PART OF CHLOROPLAST	STRUCTURE	FUNCTION IN PHOTOSYNTHESIS
Outer Membrane	Smooth and semi-permeable	Allows movement of molecules in and out of the chloroplast
Inner Membrane	Selectively permeable	Controls the entry and exit of materials like CO₂ and water
Thylakoid	Disc-shaped membrane-bound	Contains photosynthetic pigments (chlorophyll) that capture light energy and is the Site of the light-dependent reactions
Thylakoid Membrane	Lipid bilayer embedded with proteins and chlorophyll	Contains Photosystem I & II, electron transport chain (ETC), and ATP synthase where ATP and NADPH are formed
Grana (plural of granum)	Stacks of thylakoids	Increases surface area for maximum light absorption
Thylakoid Lumen	Space inside the thylakoid	Where protons (H⁺) accumulate, creating a proton gradient for ATP synthesis (chemiosmosis)
Stroma	Fluid-filled space	Site of the Calvin cycle (light-independent reaction), where glucose is produced
Stromal Lamellae	Tubular structures	Provides support and allows efficient energy transfer between grana
Chlorophyll Pigments	Found in the thylakoid membrane	Absorbs light energy for electron excitation in Photosystem I and Photosystem II

Chlorophyll

• Chlorophyll inside chloroplasts absorbs sunlight
• It absorbs light energy from the sun, especially in the red and blue wavelengths and reflects green light
• Without chlorophyll, plants wouldn't be able to produce glucose (food) and oxygen
• Leaves turn yellow, orange, and red in autumn because chlorophyll breaks down, revealing other pigments like carotenoids and anthocyanins

Photosystems

• A photosystem is a protein-pigment complex embedded in the thylakoid membrane
• A light-harvesting complex (antenna complex) contains pigments like chlorophyll a, chlorophyll b, and carotenoids that absorb light energy
• A reaction center (chlorophyll a molecule) transfers energy and excites electrons
• An electron acceptor molecule (Primary Electron Acceptor) accepts high-energy electrons from the reaction center

Two Types of Photosystems

• Photosystem II (PSII, P680)
• Photosystem I (PSI, P700)
• The numbers 680 and 700 represent the wavelength of light (in nanometers) that each photosystem absorbs best

Light Dependent Reaction

• Location: Thylakoid membrane
• Main Purpose: Convert light energy into ATP and NADPH, which are used in the Calvin cycle
• Reactants: Light, Water (H₂O), NADP⁺, ADP + Pi
• Products: ATP, NADPH, Oxygen (O₂)

Steps

• 1st Photoexcitation: Chlorophyll pigments in PSII absorb light energy from the sun, exciting electrons to jump from ground state

• Photolysis (Splitting of Water): Water molecules (H₂O) are split to replace electrons lost in Photosystem II, releasing oxygen (O₂) and protons (H⁺)

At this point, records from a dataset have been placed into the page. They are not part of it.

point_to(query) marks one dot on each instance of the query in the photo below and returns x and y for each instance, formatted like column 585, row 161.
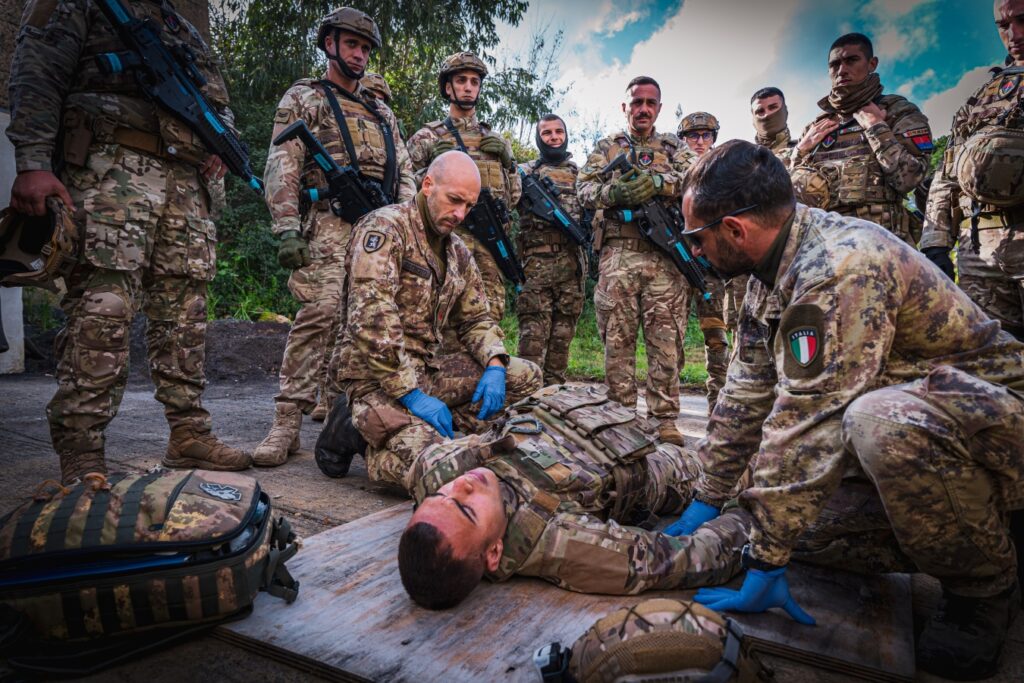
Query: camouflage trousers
column 582, row 553
column 148, row 244
column 317, row 287
column 994, row 276
column 395, row 436
column 642, row 289
column 549, row 308
column 711, row 316
column 942, row 466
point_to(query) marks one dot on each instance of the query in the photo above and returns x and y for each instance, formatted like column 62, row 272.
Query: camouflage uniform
column 638, row 284
column 863, row 348
column 146, row 237
column 551, row 301
column 560, row 498
column 289, row 169
column 993, row 276
column 399, row 296
column 503, row 182
column 869, row 172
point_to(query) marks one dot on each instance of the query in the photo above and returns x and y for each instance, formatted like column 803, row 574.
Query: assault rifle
column 665, row 229
column 351, row 197
column 540, row 198
column 171, row 80
column 486, row 222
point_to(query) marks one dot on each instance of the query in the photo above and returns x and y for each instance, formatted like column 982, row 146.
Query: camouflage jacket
column 290, row 167
column 399, row 298
column 876, row 166
column 818, row 339
column 503, row 182
column 54, row 74
column 555, row 457
column 947, row 205
column 535, row 231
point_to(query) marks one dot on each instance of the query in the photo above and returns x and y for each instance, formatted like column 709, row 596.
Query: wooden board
column 353, row 622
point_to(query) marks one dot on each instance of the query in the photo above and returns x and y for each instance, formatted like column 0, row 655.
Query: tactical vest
column 112, row 108
column 564, row 449
column 537, row 233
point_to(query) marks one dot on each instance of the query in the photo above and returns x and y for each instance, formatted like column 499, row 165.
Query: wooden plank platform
column 353, row 622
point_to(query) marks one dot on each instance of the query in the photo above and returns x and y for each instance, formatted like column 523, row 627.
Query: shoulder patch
column 373, row 241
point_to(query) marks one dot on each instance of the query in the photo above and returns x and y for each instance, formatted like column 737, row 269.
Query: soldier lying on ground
column 543, row 495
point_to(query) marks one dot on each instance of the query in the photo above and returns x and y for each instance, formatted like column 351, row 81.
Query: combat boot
column 190, row 447
column 964, row 639
column 77, row 465
column 283, row 439
column 668, row 432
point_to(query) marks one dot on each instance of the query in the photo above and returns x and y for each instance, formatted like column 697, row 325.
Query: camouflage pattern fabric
column 290, row 168
column 552, row 299
column 994, row 276
column 556, row 457
column 808, row 374
column 504, row 183
column 873, row 169
column 638, row 285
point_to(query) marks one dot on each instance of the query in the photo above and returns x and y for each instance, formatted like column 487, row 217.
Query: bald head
column 452, row 186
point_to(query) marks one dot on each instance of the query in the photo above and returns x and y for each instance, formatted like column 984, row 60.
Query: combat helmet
column 36, row 250
column 659, row 639
column 698, row 121
column 457, row 62
column 348, row 18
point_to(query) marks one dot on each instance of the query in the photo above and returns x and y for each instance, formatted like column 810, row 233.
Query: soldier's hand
column 632, row 193
column 495, row 144
column 440, row 146
column 940, row 257
column 293, row 252
column 31, row 188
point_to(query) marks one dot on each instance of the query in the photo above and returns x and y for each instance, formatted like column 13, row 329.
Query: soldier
column 348, row 120
column 638, row 284
column 699, row 131
column 484, row 507
column 137, row 177
column 460, row 80
column 976, row 201
column 876, row 396
column 550, row 303
column 408, row 279
column 866, row 151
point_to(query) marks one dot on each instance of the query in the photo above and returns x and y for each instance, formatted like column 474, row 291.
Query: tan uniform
column 870, row 171
column 399, row 297
column 992, row 275
column 290, row 168
column 552, row 299
column 560, row 501
column 835, row 379
column 503, row 182
column 638, row 286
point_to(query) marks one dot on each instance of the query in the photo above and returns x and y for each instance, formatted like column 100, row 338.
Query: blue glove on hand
column 430, row 410
column 492, row 389
column 695, row 514
column 760, row 591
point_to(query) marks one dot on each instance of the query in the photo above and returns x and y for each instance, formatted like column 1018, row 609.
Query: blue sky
column 713, row 54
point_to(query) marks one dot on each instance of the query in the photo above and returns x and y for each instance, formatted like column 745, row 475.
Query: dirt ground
column 243, row 359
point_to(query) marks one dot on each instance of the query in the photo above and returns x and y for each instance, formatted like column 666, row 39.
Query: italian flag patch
column 804, row 345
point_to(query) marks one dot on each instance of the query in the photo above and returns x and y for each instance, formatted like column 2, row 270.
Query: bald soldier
column 408, row 278
column 866, row 150
column 883, row 409
column 543, row 495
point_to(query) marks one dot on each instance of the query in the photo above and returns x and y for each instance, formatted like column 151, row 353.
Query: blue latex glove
column 695, row 514
column 492, row 389
column 760, row 591
column 430, row 410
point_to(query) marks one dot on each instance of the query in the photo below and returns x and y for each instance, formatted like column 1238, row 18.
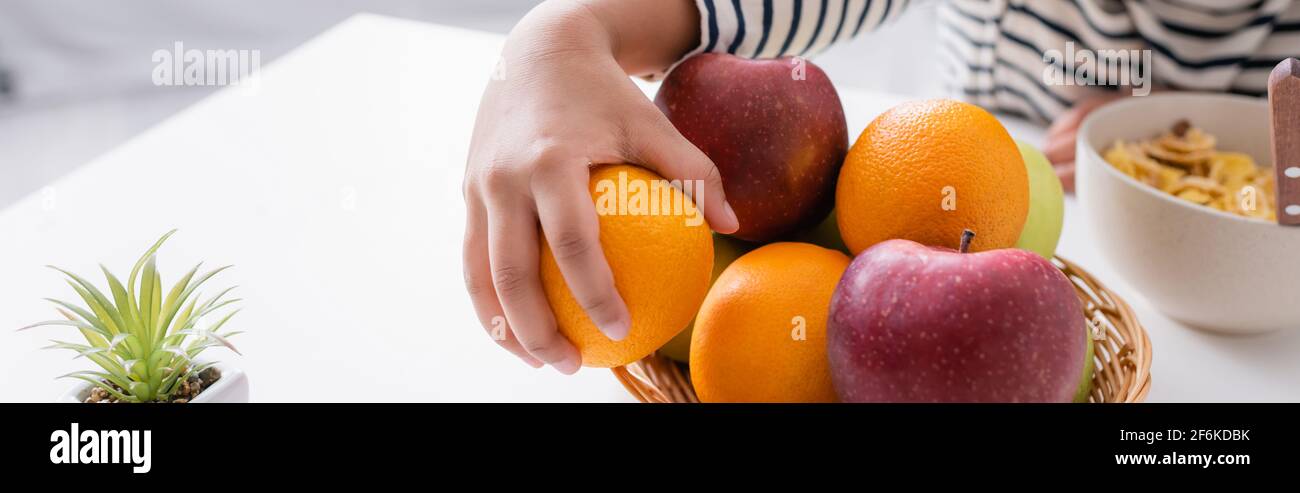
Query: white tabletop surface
column 333, row 187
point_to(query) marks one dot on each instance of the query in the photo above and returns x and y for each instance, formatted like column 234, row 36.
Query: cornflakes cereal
column 1184, row 163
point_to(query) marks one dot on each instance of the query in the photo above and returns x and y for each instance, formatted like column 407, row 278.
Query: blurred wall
column 79, row 70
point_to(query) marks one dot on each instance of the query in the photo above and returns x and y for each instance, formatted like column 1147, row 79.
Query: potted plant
column 146, row 341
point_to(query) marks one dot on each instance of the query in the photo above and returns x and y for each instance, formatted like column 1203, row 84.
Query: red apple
column 774, row 128
column 911, row 323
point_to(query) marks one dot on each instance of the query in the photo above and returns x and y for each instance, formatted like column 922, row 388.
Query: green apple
column 726, row 250
column 1047, row 204
column 824, row 234
column 1086, row 384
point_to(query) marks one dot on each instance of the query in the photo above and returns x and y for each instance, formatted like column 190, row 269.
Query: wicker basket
column 1122, row 353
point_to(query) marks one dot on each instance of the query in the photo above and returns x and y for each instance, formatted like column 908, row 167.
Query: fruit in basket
column 761, row 332
column 661, row 258
column 1088, row 367
column 726, row 250
column 774, row 128
column 1047, row 204
column 911, row 323
column 926, row 171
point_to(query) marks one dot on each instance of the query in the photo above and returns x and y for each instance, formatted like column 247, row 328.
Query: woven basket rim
column 1122, row 360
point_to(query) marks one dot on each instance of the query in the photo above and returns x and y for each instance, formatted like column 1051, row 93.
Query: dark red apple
column 911, row 323
column 774, row 128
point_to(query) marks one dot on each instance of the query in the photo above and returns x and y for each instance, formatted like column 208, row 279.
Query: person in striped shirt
column 567, row 103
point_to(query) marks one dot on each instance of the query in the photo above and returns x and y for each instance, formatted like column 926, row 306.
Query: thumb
column 658, row 146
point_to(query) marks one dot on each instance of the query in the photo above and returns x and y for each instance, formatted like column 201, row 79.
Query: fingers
column 662, row 148
column 512, row 255
column 479, row 282
column 572, row 230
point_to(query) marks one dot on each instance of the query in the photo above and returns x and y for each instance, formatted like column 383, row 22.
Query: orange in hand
column 661, row 253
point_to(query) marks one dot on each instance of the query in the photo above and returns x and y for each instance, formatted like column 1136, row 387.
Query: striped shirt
column 997, row 53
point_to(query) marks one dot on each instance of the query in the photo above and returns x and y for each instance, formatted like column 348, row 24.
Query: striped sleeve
column 768, row 29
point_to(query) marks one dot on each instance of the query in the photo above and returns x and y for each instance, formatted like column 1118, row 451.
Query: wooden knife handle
column 1285, row 124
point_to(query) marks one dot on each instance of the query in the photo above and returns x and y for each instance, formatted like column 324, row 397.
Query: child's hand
column 1060, row 146
column 562, row 104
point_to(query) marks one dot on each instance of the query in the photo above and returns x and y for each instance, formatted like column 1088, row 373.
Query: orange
column 661, row 253
column 761, row 333
column 926, row 171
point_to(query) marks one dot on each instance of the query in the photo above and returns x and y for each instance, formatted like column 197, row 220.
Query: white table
column 333, row 187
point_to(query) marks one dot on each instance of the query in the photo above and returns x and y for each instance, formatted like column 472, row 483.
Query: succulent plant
column 143, row 340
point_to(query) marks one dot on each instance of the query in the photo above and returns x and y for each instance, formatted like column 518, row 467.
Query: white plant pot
column 232, row 388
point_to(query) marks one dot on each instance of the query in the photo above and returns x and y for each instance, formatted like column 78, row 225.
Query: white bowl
column 232, row 388
column 1201, row 267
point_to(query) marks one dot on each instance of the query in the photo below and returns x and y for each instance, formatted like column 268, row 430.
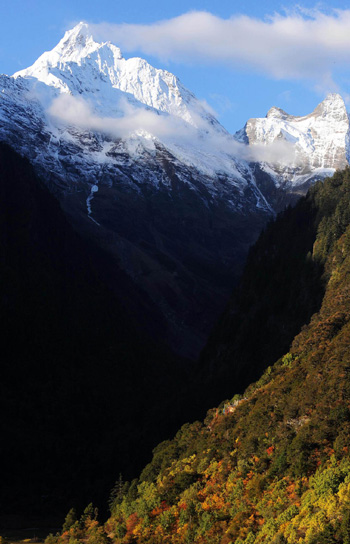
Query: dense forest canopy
column 270, row 465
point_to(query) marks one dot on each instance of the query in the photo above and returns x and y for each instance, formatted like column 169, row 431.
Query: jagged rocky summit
column 144, row 170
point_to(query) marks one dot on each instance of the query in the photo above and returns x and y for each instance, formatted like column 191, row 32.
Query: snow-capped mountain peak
column 320, row 139
column 80, row 66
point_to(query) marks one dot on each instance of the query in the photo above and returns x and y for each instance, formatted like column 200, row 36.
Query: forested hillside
column 273, row 464
column 80, row 379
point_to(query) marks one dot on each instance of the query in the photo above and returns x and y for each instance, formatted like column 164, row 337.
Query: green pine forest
column 271, row 464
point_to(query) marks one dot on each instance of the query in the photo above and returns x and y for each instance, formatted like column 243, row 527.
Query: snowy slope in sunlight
column 320, row 140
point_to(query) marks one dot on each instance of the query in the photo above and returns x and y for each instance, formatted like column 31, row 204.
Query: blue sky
column 236, row 89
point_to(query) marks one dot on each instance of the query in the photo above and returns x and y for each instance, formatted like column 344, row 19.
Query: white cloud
column 75, row 111
column 302, row 44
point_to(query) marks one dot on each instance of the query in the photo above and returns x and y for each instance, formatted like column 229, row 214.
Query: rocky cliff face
column 144, row 170
column 320, row 141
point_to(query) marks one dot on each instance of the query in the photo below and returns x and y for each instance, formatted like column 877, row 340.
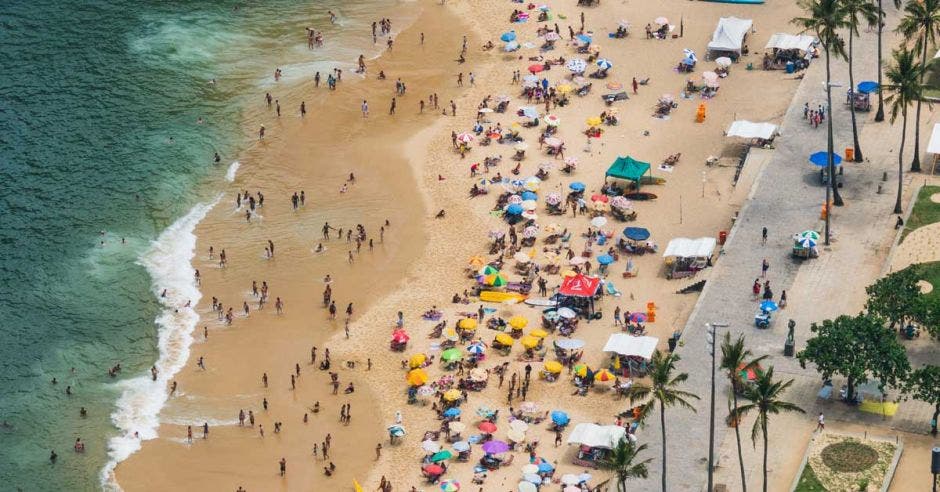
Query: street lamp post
column 711, row 339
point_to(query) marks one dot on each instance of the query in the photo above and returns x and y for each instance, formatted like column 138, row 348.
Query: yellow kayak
column 505, row 297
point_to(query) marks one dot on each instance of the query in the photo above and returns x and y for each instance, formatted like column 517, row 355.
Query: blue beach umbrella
column 821, row 159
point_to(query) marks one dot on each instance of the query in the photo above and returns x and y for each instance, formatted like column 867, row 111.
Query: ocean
column 109, row 119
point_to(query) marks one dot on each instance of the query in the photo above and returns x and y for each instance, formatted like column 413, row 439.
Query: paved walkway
column 786, row 199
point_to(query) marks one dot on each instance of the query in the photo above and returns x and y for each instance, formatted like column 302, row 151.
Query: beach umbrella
column 417, row 360
column 495, row 447
column 569, row 343
column 527, row 487
column 442, row 455
column 576, row 65
column 636, row 233
column 604, row 376
column 451, row 355
column 430, row 446
column 504, row 339
column 417, row 377
column 821, row 159
column 567, row 313
column 560, row 418
column 769, row 305
column 529, row 342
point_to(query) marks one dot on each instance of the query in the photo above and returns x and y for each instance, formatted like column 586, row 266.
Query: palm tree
column 922, row 22
column 735, row 357
column 663, row 389
column 763, row 395
column 825, row 18
column 855, row 11
column 621, row 461
column 880, row 115
column 904, row 88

  Reaction: 2 H₂O → 4 H⁺ + 4 e⁻ + O₂

• Electron Transport Chain (ETC) with Diffusion: Excited electrons pass through the ETC from PSII to PSI; protons (H⁺) are pumped into the thylakoid lumen, creating a proton gradient (diffusion)

• ATP Synthesis (Chemiosmosis): Protons (H⁺) flow back into the stroma through the enzyme ATP synthase, producing ATP from ADP + Pi

• 2nd Photoexcitation and NADP⁺ Reduction: In PSI, light excites electrons and are passed to NADP⁺ Reductase, combining them with NADP⁺ and H⁺ to form NADPH

Light Independent Reaction (Calvin Cycle)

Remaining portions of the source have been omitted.